Nevertheless, here is another oft-overlooked point: Motorists may think they will catch a break, and that perhaps the city will not further reduce the threshold for speed camera enforcement as Mayor Lightfoot did. But the speed camera law on the books (which is separate from the new speed limit law) is already written so that the speed cameras can and will ticket all drivers who drive 31 mph or faster. The speed camera law is based upon a motorist’s speed relative to the speed limit, and not based upon an absolute speed. Thus, once the new speed limit is effective, the enforcement speed camera threshold will automatically drop. So driving 31 mph will cost $35, and driving 36 mph will cost $100.

It isn’t possible to determine the impact of the new ordinance upon revenues, because Chicago doesn’t report the breakdown of $35 tickets and $100 tickets. But a 50 percent increase would probably be a reasonable estimate.

Of course, these speed cameras are ostensibly all about the children, and not revenue. There are 162 speed cameras near parks and schools, although the city permits up to 300. Park speed cameras are active from 6 am to 11 pm, and school cameras from 7 a.m. to 7 p.m., despite the fact that these sites are devoid of any human activity for much of the time.

If there was any doubt that this is a cash grab and not a safety measure, look at a related resolution passed on the same day as the speed limit ordinance. It creates an interagency working group consisting of (among others), the Finance and Transportation Departments, City Clerk, and Office of Equity and Racial Justice. The working group is charged with “designing a more equitable enforcement system, including fines and fees reform”. So what, you might ask, does that mean?

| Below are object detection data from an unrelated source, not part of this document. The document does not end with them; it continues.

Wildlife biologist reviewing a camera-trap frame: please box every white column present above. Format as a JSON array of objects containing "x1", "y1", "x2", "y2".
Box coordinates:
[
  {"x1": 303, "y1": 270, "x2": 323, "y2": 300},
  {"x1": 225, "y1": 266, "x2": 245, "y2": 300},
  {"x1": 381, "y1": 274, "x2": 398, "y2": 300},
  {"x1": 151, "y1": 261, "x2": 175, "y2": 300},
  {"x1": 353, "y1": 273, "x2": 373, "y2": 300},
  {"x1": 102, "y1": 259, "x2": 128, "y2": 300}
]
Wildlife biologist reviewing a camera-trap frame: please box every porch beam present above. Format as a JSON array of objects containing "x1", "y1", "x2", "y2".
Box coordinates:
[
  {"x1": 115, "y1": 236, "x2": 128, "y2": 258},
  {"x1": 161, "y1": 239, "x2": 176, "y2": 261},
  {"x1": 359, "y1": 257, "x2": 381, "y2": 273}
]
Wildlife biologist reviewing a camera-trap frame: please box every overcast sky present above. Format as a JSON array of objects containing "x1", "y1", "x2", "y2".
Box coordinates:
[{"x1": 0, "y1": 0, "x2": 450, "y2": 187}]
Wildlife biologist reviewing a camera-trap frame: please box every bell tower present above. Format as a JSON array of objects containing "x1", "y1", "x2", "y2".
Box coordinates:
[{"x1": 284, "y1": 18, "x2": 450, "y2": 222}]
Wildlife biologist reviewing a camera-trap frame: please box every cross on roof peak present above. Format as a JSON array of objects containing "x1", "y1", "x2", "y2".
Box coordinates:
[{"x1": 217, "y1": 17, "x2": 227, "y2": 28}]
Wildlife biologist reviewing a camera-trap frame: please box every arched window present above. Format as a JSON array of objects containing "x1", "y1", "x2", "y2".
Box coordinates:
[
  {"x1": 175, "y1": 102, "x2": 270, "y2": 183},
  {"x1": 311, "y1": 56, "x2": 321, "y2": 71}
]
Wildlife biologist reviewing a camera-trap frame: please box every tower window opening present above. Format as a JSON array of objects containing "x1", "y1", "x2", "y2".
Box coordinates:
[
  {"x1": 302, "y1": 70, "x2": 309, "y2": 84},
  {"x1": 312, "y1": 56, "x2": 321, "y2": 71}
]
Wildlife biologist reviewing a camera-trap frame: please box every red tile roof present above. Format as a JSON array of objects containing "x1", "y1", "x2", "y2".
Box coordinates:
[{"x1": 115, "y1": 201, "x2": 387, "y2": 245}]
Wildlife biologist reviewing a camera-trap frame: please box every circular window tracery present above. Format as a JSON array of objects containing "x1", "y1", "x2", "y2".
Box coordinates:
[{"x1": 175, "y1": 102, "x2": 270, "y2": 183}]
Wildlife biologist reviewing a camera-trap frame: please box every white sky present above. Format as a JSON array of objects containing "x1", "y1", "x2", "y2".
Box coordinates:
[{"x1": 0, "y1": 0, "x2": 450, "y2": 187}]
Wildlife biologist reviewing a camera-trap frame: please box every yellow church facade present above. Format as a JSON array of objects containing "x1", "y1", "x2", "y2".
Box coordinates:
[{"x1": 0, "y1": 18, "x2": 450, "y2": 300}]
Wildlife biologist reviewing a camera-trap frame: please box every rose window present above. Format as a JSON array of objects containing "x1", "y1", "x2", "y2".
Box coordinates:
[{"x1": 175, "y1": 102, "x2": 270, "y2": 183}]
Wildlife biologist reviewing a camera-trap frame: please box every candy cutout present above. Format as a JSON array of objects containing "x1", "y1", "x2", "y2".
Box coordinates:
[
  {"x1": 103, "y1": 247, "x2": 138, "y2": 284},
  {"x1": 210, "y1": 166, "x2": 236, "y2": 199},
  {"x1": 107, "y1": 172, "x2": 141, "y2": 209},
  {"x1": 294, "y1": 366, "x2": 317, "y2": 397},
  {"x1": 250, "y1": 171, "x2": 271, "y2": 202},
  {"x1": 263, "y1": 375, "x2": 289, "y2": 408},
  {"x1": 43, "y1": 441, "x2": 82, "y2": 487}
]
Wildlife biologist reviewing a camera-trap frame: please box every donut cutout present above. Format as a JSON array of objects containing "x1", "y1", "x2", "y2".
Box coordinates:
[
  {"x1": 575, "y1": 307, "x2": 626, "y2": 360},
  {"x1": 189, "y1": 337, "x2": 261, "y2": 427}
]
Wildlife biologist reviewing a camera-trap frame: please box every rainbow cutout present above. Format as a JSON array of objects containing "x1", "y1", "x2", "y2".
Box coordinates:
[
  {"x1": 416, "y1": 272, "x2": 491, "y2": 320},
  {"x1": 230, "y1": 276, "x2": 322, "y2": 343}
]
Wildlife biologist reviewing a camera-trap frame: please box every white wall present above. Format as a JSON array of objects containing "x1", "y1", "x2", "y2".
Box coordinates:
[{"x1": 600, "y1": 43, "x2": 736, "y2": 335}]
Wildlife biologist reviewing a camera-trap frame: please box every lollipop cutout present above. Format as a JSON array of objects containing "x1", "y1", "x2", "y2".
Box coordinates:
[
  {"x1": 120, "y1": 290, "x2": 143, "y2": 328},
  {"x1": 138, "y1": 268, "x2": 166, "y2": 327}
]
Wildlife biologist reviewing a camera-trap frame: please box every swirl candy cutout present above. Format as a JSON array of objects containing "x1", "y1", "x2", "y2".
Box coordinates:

The preamble of the resolution (all the Whereas clauses) gives us a clue when it states (among other things): (1) three of the five speed cameras with revenues over $2 million were on the South Side; (2) “the ability to pay precludes [sic] upper in-income households from the most punitive effects of tickets and fines;” (3) poor and working class families are more likely to incur penalties for non-or late payment; and (4) recommends developing graduated responses to address income inequities.

Yet the real goal is this: Although few are willing to say it out loud, several members of City Council have spoken in committee meetings about the possibility of income-based fines and other city fees. For example: In one recent hearing, aldermen discussed an income-based utility tax whereby the higher consumers’ income, the higher the rate of tax paid on their utility bills. This would require a change in law by the state legislature, which seems unlikely in this climate, but isn't out of the question. This vision would create an even bigger bureaucracy whereby the city would have to receive your income tax returns in order to determine the level of fines, which would undoubtedly be even higher than they are now.

Therefore, in summary, given Mayor Johnson’s seemingly insatiable appetite for human services spending, and the looming city deficit, it seems likely that this new speed limit will be used to greatly increase fines and penalties. By setting an unreasonably low speed limit, the city will create a huge new revenue stream. While Chicago has put some programs in place to reduce the burden of these fines and penalties, these apply only to the poorest residents, and the cumbersome bureaucratic process and tight requirements ensure that this relief will be unavailable to most residents. Consequently, we can count on even more fines and penalties imposed on residents, property tax increases, and other fees to come.